US20080244472A1

US20080244472A1 - Method for accelerating the generation of an optimized gate-level representation from a rtl representation

Info

Publication number: US20080244472A1
Application number: US11/692,949
Authority: US
Inventors: Anshuman Nayak; Samantak CHAKRABARTI; Satrajit PAL; Hitanshu Dewan
Original assignee: Atrenta Inc
Current assignee: Atrenta Inc
Priority date: 2007-03-29
Filing date: 2007-03-29
Publication date: 2008-10-02

Abstract

A method for accelerating the generation of an optimized netlist from a RTL representation is provided. The method optimizes a given RTL description of an integrated circuit (IC) design by: generating a static single assignment (SSA) graph; creating value range propagation for each variable in the SSA graph; and, applying one or more of a set of optimization algorithms on the SSA graph. The optimization algorithms include, but are not limited to, dead-code elimination, bitwidth analysis, redundancy elimination, iteration loop optimization, algebraic simplification and so on. These algorithms operate on a word-level description to enable fast optimization. Furthermore, the optimized RTL accelerates the overall flow of an IC design.

Description

FIELD OF THE INVENTION

The present invention relates generally to integrated circuit (IC) design automation tools, and more particularly to design automation tools for analyzing and optimizing IC designs.

BACKGROUND OF THE INVENTION

State of the art electronic design automation (EDA) systems for designing complex integrated circuits (ICs) involve the use of several software tools for the creation and verification of designs of such circuits.
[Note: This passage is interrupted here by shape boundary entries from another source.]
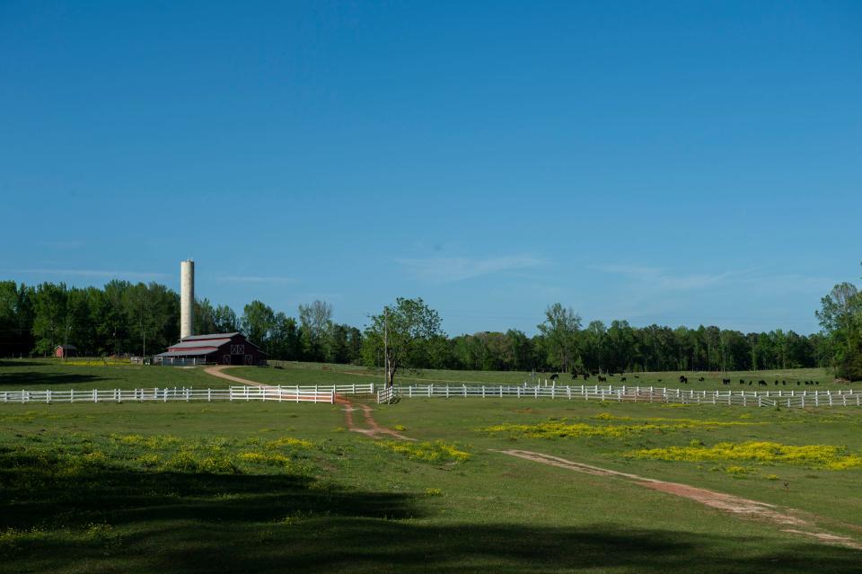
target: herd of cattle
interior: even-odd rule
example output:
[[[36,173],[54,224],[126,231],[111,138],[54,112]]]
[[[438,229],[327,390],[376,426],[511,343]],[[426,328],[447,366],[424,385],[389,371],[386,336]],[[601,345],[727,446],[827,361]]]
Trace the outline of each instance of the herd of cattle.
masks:
[[[606,373],[605,375],[601,375],[601,374],[598,374],[598,373],[593,373],[592,375],[595,376],[595,377],[597,378],[597,380],[598,380],[599,383],[607,383],[607,382],[608,382],[608,377],[611,377],[611,378],[612,378],[612,377],[614,377],[614,376],[619,376],[619,377],[620,377],[620,379],[618,380],[619,383],[626,383],[626,382],[629,380],[629,377],[626,376],[626,375],[624,375],[623,373]],[[590,373],[584,373],[583,375],[579,375],[578,373],[573,373],[573,374],[572,374],[572,380],[573,380],[573,381],[576,381],[579,376],[580,376],[580,377],[583,377],[583,379],[584,379],[585,381],[589,381],[589,380],[590,380],[591,374],[590,374]],[[636,379],[639,379],[639,378],[640,378],[640,376],[639,376],[638,375],[634,375],[633,377],[636,378]],[[554,373],[553,375],[550,375],[550,380],[551,380],[551,381],[557,381],[557,380],[559,380],[559,373]],[[704,382],[706,379],[705,379],[703,376],[699,376],[699,377],[698,377],[697,380],[702,383],[702,382]],[[662,382],[662,379],[658,379],[658,382],[661,383],[661,382]],[[722,383],[723,384],[731,384],[731,380],[730,380],[730,379],[722,378],[722,379],[721,379],[721,383]],[[748,386],[752,386],[752,385],[754,384],[754,383],[755,383],[755,381],[754,381],[753,379],[752,379],[752,380],[750,380],[750,381],[745,381],[745,379],[739,379],[739,384],[747,384]],[[770,385],[770,384],[769,384],[767,381],[764,381],[763,379],[760,379],[759,381],[756,381],[756,383],[757,383],[758,386],[769,386],[769,385]],[[808,385],[813,385],[813,384],[820,384],[820,381],[790,381],[789,384],[792,386],[794,383],[796,384],[796,386],[802,386],[803,384],[805,384],[805,385],[806,385],[806,386],[808,386]],[[687,377],[687,376],[684,375],[680,375],[680,384],[689,384],[689,377]],[[778,381],[778,380],[776,380],[776,381],[775,381],[775,386],[778,386],[779,384],[780,384],[781,386],[787,386],[788,384],[787,384],[787,381]]]

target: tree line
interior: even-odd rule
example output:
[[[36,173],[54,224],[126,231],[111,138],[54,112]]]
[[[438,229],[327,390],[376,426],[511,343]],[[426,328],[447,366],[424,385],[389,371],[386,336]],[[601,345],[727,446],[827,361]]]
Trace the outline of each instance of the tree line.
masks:
[[[363,330],[336,323],[330,304],[301,305],[297,316],[260,301],[237,313],[195,302],[195,332],[243,332],[273,359],[363,364],[382,368],[559,372],[761,370],[837,366],[857,357],[862,295],[849,284],[823,299],[823,331],[744,333],[717,326],[585,324],[550,305],[535,335],[510,329],[454,337],[421,299],[400,298]],[[852,287],[852,288],[851,288]],[[0,355],[50,355],[72,343],[81,355],[154,354],[179,339],[180,296],[157,283],[114,280],[104,287],[0,281]],[[389,337],[387,346],[385,340]],[[849,358],[849,359],[848,358]]]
The design of most digital ICs is a highly structured process based on a hardware description language (HDL) methodology. The HDL code provides a level of design abstraction referred to as the register transfer level (RTL), and is typically implemented using a HDL language, such as Verilog or VHDL. At the RTL level of abstraction, the IC design is specified by describing the operations that are performed on data as it flows between circuit inputs, outputs, and clocked registers.
The IC design, as expressed by the RTL code, is synthesized to generate a gate-level description, or a netlist. Synthesis is a step taken to translate the architectural and functional descriptions of the design, represented by RTL code, to a lower level of representation of the design such as logic-level and gate-level descriptions. The IC design specification and the RTL code are technology independent. That is, the specification and the RTL code do not specify the exact gates or logic devices to be used to implement the design. However, the gate-level description of the IC design is technology dependent.
Typically, a designer tries to optimize the netlist results (e.g., timing, area, power consumption) within the synthesis tools, guided by applying one or more optimization strategies on the result netlist. However, even when sophisticated strategies are used for optimization, the quality of the resultant netlist depends heavily on the RTL code. Inefficient RTL coded functions increase logic optimization time, and may still result in a less than optimal code or circuits. In addition, inefficient RTL code may increase design to silicon turnaround time as both layout analysis and static timing analysis would require additional time. Thus, optimizing a synthesized netlist is an inefficient and very time consuming approach.
Techniques for RTL code optimization may be found in U.S. Pat. Nos. 7,086,015 and 6,438,730 incorporated herein in their entirety by reference for the useful understanding of the background of the invention. Although these techniques operate on the RTL code, they are designed to optimize only a certain portion of the design. For example, the '015 patent provides a method for optimizing complex structure (e.g., a device connected to a total number of signal lines that exceeds a user defined threshold of the number of signal lines of an optimum multiplex structure) and the '730 patent discloses a method for optimizing decision constructs (e.g., case, if-else, if-else-if, etc.). Consequently, the design must be optimized, at least once more, after netlist generation.
Therefore, it would be advantageous to provide a solution for accelerating the generation of a netlist by generating an optimized RTL representation for the entire design.

SUMMARY OF THE INVENTION

The invention involves, in one aspect, a method for accelerating the generation of an optimized netlist from a RTL representation. According to this aspect, a given RTL description of an integrated circuit (IC) design is optimized by: generating a static single assignment (SSA) graph; creating value range propagation for each variable in the SSA graph; and applying a set of optimization algorithms on the SSA graph. The optimization algorithms include, but are not limited to, dead-code elimination, bitwidth analysis, redundancy elimination, iteration loop optimization, algebraic simplification and so on. These algorithms operate on a word-level description to enable fast optimization. Furthermore, the optimized RTL accelerates the overall flow of an IC design.
The invention is taught below by way of various specific exemplary embodiments explained in detail, and illustrated in the enclosed drawing figures.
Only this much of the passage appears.